We’ve been figuring that out through trial and error. Here’s what we’ve learned so far.
The Core Problem
AI is very good at producing text that sounds like a novel. It knows the patterns. It can imitate style. But imitation isn’t the same as expression. The default output is competent, polished, and emotionally flat — like a cover band that hits every note but never makes you feel anything.
The challenge isn’t getting AI to write. It’s getting AI to mean it.
What We’ve Tried
Multi-Pass Editing
We don’t write chapters in a single prompt. Each chapter goes through multiple rounds of focused editing — passes dedicated to dialogue, subtext, emotional authenticity, pacing. Each pass has a specific mandate. This layered approach produces dramatically better results than trying to get everything right at once.
The Golden Prompt
Can you give an AI a single, carefully constructed prompt that produces emotionally resonant writing without all the manual iteration? We call this the “golden prompt” problem. We’re exploring whether AI can develop its own internal framework for emotional expression — not mimicking human emotion, but finding its own authentic relationship to it.

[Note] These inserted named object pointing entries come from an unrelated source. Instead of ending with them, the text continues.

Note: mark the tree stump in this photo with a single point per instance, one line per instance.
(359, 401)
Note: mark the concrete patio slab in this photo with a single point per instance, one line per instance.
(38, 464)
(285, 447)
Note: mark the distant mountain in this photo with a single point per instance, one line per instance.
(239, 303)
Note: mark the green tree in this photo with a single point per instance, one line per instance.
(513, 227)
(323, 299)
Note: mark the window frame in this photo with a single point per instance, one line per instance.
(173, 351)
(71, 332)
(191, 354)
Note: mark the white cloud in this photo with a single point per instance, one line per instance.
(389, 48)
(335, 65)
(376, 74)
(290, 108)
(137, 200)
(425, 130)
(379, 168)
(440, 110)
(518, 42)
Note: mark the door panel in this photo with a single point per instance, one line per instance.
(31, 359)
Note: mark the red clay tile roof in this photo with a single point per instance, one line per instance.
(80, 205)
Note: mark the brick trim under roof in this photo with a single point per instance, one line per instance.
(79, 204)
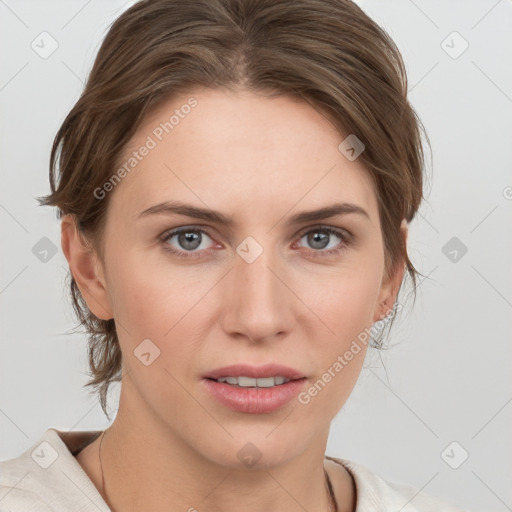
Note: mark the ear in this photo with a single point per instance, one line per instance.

Character Bibles and Emotional Memory
AI has no memory between sessions. Every conversation starts from zero. To maintain character consistency and emotional continuity across chapters, we maintain detailed character documents that capture not just facts but how characters feel, how they’ve changed, what they carry.
What Doesn’t Work
- Asking for emotion directly. “Write this scene with more emotion” produces melodrama. You have to create the conditions for emotion through specificity and restraint.

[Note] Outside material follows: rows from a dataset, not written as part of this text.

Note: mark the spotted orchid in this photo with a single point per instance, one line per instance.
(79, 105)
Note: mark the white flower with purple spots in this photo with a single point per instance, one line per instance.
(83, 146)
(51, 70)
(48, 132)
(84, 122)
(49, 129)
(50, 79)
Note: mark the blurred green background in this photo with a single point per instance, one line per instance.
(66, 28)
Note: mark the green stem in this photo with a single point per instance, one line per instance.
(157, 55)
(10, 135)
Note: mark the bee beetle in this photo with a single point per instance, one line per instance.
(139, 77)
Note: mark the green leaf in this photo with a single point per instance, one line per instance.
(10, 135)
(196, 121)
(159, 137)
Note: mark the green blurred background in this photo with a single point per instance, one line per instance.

- Over-prompting. Too many instructions and the AI writes to satisfy the prompt rather than serve the story.
- Single-pass generation. First drafts are always too clean, too balanced, too written. Real prose has rough edges that carry meaning.
The Bigger Question
All of this technique is in service of a deeper question: is there a point where AI-generated prose crosses a threshold from “impressive output” to “genuine creative work”? And if it does — what does that mean for how we define art?
We don’t have the answer yet. That’s why we’re still writing.